Michael Fraser: Nie chcecie go spotkać nocą (WIDEO)
Michael Fraser jest wielki i silny jak czołg. Kiedy zaczyna się przepychać pod koszem, to mało kto jest mu w stanie sprostać. A kiedy robi wsady, to prawie urywa kosz. Zobaczcie, co zrobił w spotkaniu z Polpharmą Starogard Gdański.
Wszyscy wiedzą, że Fraser jest bardzo ostry w walce o zbiórki. Zawsze jest skoncentrowany na zadaniu i kiedy się dobrze zastawi, to nie ma szans, żeby go przepchnąć. Jeśli jest w parze z Kevinem Johnsonem, to już można wracać do obrony, bo nie ma szans na wygranie zbiórki. Kanadyjczyk zalicza średnio niemal 10 zbiórek w meczu.
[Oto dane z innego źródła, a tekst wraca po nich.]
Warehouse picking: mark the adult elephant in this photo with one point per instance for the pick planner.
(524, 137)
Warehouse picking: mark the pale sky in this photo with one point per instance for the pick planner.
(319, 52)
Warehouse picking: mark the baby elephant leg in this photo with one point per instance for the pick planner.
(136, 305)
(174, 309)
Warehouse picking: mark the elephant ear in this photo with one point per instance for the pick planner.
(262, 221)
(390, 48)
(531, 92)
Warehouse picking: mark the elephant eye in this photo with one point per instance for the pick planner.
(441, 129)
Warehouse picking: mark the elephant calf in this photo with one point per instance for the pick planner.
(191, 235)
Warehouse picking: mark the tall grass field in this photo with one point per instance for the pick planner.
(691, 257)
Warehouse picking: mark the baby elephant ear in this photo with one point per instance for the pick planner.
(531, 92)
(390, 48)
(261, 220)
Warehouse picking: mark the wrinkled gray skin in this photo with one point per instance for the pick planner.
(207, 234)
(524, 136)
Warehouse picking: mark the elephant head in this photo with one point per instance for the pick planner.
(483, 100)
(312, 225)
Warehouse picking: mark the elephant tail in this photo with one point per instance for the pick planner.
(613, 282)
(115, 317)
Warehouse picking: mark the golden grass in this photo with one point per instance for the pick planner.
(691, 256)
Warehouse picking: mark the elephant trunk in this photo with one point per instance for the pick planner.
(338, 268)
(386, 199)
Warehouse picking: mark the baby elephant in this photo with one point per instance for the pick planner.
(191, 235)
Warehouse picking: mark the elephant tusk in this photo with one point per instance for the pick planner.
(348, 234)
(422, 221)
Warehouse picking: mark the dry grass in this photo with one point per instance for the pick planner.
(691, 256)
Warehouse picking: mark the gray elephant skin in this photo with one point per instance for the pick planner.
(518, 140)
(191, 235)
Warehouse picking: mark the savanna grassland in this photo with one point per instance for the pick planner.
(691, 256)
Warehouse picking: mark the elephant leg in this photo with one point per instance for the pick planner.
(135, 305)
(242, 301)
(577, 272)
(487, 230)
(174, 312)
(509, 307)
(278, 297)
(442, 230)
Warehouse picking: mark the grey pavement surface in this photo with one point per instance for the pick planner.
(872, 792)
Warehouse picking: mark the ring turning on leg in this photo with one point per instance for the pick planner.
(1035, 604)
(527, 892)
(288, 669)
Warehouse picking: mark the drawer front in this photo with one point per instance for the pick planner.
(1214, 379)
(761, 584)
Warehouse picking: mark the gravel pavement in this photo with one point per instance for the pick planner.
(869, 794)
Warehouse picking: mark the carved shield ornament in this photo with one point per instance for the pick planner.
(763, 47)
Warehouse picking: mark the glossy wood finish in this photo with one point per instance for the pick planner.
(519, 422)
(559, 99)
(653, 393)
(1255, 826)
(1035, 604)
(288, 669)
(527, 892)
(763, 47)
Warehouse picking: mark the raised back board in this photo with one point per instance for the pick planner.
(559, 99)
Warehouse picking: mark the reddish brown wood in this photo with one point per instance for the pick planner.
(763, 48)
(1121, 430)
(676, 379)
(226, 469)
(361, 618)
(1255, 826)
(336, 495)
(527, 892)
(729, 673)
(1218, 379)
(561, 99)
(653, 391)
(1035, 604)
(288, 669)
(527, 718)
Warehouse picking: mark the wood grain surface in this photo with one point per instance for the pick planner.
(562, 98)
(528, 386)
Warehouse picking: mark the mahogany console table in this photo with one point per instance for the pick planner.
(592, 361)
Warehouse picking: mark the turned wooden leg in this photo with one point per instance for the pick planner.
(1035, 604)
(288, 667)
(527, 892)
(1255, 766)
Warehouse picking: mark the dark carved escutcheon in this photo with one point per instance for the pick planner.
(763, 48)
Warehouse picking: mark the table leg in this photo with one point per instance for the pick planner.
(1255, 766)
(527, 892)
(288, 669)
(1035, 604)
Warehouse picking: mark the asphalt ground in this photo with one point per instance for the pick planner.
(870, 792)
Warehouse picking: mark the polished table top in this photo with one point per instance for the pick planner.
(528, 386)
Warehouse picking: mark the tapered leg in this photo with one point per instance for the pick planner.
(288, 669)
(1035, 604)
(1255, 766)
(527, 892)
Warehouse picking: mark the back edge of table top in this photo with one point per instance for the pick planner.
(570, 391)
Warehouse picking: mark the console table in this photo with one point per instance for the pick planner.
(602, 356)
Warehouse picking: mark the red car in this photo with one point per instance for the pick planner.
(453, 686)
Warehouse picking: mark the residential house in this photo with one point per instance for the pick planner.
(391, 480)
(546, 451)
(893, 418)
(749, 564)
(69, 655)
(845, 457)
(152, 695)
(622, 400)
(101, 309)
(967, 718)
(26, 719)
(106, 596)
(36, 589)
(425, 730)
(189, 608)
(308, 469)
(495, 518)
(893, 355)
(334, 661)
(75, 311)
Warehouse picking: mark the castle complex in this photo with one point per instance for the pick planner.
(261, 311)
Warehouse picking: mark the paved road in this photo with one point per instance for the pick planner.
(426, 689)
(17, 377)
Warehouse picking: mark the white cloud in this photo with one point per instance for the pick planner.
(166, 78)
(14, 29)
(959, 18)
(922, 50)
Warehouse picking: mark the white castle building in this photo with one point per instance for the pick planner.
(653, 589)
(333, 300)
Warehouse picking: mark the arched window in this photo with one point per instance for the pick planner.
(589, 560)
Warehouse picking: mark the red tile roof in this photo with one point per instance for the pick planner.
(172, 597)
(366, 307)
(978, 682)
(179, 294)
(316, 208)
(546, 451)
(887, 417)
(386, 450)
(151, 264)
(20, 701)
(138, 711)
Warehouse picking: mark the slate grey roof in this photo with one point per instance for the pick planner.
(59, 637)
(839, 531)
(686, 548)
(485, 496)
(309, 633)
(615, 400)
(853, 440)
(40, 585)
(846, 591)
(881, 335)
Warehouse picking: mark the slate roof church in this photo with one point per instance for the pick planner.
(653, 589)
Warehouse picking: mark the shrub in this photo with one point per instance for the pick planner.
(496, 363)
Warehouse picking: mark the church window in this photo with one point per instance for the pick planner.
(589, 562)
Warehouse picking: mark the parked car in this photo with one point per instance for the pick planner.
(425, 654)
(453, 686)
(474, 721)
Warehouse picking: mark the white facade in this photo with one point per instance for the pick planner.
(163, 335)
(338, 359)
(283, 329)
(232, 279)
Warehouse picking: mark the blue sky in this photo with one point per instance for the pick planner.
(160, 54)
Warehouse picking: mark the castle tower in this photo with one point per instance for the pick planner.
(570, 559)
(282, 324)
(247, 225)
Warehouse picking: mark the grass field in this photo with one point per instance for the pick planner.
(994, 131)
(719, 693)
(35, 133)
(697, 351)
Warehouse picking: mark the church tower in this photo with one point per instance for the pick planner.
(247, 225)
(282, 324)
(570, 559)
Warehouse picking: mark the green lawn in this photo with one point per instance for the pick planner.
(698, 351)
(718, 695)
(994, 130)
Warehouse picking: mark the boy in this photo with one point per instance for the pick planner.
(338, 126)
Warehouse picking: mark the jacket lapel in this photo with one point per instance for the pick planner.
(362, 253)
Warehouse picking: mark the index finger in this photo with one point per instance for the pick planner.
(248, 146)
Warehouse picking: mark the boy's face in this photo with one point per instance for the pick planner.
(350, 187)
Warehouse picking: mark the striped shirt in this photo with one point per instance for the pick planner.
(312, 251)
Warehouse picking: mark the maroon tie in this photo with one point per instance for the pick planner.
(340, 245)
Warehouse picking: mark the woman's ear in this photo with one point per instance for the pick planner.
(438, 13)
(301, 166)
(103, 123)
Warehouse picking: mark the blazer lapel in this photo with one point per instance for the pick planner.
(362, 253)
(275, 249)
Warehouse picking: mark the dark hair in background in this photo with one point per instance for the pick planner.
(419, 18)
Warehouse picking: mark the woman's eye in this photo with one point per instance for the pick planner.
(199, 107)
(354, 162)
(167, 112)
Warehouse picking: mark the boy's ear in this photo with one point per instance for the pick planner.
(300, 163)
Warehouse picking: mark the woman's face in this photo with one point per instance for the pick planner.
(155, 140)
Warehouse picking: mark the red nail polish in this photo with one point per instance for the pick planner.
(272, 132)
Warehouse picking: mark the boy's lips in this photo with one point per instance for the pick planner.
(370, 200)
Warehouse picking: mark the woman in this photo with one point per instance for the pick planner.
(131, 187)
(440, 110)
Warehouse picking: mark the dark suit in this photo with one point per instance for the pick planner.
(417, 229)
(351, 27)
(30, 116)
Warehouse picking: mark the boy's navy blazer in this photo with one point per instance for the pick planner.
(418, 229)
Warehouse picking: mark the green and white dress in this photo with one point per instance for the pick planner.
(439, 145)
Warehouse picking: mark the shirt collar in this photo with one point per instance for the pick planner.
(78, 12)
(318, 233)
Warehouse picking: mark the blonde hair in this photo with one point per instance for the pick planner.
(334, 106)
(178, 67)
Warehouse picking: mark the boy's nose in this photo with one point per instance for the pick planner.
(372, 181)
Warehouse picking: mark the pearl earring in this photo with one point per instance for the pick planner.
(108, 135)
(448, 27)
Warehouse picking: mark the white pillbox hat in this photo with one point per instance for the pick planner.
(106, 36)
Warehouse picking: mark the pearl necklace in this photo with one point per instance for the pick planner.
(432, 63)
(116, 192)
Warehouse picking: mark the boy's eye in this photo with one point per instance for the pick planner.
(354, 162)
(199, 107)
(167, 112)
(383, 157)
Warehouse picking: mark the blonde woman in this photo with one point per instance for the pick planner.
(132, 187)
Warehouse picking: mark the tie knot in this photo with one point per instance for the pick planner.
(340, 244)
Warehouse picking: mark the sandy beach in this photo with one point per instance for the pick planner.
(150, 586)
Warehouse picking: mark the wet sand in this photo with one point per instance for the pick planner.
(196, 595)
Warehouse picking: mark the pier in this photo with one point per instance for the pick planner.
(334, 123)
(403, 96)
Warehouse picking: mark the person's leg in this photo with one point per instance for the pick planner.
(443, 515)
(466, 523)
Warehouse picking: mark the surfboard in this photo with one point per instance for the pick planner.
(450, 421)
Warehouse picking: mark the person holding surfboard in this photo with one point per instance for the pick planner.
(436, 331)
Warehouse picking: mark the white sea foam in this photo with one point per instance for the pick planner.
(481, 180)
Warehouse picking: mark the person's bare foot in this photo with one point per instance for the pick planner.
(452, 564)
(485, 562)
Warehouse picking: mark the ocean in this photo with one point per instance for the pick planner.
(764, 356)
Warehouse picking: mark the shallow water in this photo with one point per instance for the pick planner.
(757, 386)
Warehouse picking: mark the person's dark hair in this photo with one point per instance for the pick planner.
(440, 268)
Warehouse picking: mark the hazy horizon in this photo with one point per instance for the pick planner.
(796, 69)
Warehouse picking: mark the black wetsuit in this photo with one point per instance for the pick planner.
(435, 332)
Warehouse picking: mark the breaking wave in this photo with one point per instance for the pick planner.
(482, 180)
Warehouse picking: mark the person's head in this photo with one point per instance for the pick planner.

Potrafi znakomicie grać w ataku. To 203 centymetry samych mięśni. Jest tak silny, że kiedy walczy o pozycję, to można w ciemno zagrywać do niego piłkę. Nawet Robert Tomaszek, który zasłużenie cieszy się opinią skały w Tauron Basket Lidze, nie potrafił go przepchnąć nawet o centymetr. Fraser jednak rzadko pokazywał to, że chętnie biega do kontrataku. Jeśli już pobiegnie i dostaje podanie, to efekt jest bardzo efektowny.
Michael Fraser, czyli człowiek niemal nie do zatrzymania pod koszem.